Diário de campanha
O que eu ouvi, o que eu escrevi e o que o jurídico cortou
3 min de leitura Por Guilherme Pallesi
Diário de campanha costuma ser foto de rua. Este não é, e vale explicar por quê: enquanto não houver agenda pública confirmada, eu não vou encher esta página de encontro que não aconteceu. O que os últimos meses tiveram de verdade foi trabalho de mesa. Então o primeiro diário é sobre escrever.
Nada começou com uma ideia de lei
Começou com repetição. Quando você lê mensagem todo dia por três anos, para de ver caso e passa a ver desenho. A mesma frase aparece escrita por mulheres que não se conhecem, em estados diferentes, com a mesma vírgula no mesmo lugar. Quando isso acontece, não é história. É padrão. E padrão é o que a lei sabe tratar.
O caminho de cada proposta foi mais ou menos esse: separar o relato do padrão, escrever o padrão numa frase de gente, e só então perguntar o que a lei tem a ver com aquilo.
A primeira pergunta não é qual lei falta
É se a lei já existe e não está funcionando. Essa foi a pergunta que mais mudou o caderno.
Eu queria propor delegacia da mulher aberta 24 horas, porque é o que mais me pedem. Descobri que uma lei de 2023, a 14.541, já determina funcionamento ininterrupto das delegacias especializadas. Ou seja: o que falta ali não é lei nova, é execução, integração e fiscalização. A proposta mudou de lugar por causa disso, e passou a tratar de centro integrado e de rede que funcione de verdade.
Parece detalhe técnico. Não é. Propor de novo o que já está na lei rende manchete e não muda a vida de ninguém, e é a maneira mais rápida de descobrir que um projeto era enfeite.
A parte que dói
A ideia que eu mais defendi em vídeo foi a primeira a cair. Eu queria que o acionamento do botão do pânico levasse à prisão automática. Ouvi do jurídico que prisão cautelar exige decisão judicial fundamentada e análise do risco concreto, e que prisão automática não sobrevive ao primeiro exame de constitucionalidade.
Foi ruim ouvir e eu aceitei. No lugar entrou atendimento imediato, comunicação da ocorrência e análise judicial urgente e fundamentada. É menos aplaudível num vídeo de trinta segundos, e é o que tem chance de virar lei.
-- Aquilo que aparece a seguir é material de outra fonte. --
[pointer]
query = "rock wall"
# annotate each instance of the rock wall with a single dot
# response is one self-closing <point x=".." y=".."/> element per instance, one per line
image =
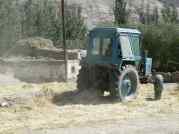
<point x="39" y="71"/>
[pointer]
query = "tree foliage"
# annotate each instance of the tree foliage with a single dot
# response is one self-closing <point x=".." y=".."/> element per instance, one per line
<point x="120" y="12"/>
<point x="169" y="13"/>
<point x="31" y="18"/>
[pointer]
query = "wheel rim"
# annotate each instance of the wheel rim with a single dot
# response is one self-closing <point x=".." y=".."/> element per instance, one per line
<point x="127" y="87"/>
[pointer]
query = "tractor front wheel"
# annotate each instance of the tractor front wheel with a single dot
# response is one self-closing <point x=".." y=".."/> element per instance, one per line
<point x="128" y="82"/>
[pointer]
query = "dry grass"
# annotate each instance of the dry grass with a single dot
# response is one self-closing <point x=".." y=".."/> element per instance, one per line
<point x="59" y="105"/>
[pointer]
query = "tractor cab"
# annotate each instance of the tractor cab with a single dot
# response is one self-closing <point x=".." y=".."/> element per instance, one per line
<point x="114" y="46"/>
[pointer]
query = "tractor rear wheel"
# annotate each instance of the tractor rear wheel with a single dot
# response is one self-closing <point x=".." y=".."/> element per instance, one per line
<point x="127" y="85"/>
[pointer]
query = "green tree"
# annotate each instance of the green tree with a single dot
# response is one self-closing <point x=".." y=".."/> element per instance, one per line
<point x="9" y="23"/>
<point x="120" y="12"/>
<point x="169" y="14"/>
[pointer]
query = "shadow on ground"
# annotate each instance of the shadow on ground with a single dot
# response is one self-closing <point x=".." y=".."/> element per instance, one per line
<point x="86" y="97"/>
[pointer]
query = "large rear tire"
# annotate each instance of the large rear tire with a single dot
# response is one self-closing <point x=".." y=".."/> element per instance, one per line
<point x="128" y="83"/>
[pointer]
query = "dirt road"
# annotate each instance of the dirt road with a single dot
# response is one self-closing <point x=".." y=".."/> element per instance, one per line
<point x="138" y="126"/>
<point x="57" y="108"/>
Proposta que morre no primeiro parecer não protege ninguém.
Prefiro a proposta que passa à frase que rende aplauso.
Não foi a única. Várias ideias da consulta inicial foram mantidas na finalidade e mudaram de forma depois da análise jurídica, inclusive ideias minhas que caíram. Eu prefiro contar isso do que ser corrigido em público depois.
O que sobrou escrito
Sobraram 18 propostas em quatro eixos. De lá para cá o pacote continuou sendo lapidado, e o que está no ar hoje é o resultado: quatro eixos, cada um com uma lei carro-chefe, e oito projetos de lei redigidos artigo por artigo, com ementa e justificação, publicados na íntegra.
Nenhuma é lei. Todas dependem de tramitação no Congresso Nacional. Escrevo essa frase em todas as páginas do site de propósito: é ela que separa o que existe do que eu gostaria que existisse.
O que vem no próximo
Quando existir agenda pública, ela entra aqui com data e lugar, e sem figurante. Até então o diário continua sendo do texto: cada minuta que fechar ganha um registro nesta página, com o que mudou e por quê. É o tipo de coisa que ninguém costuma publicar antes de ser eleito, e é exatamente por isso que dá para conferir.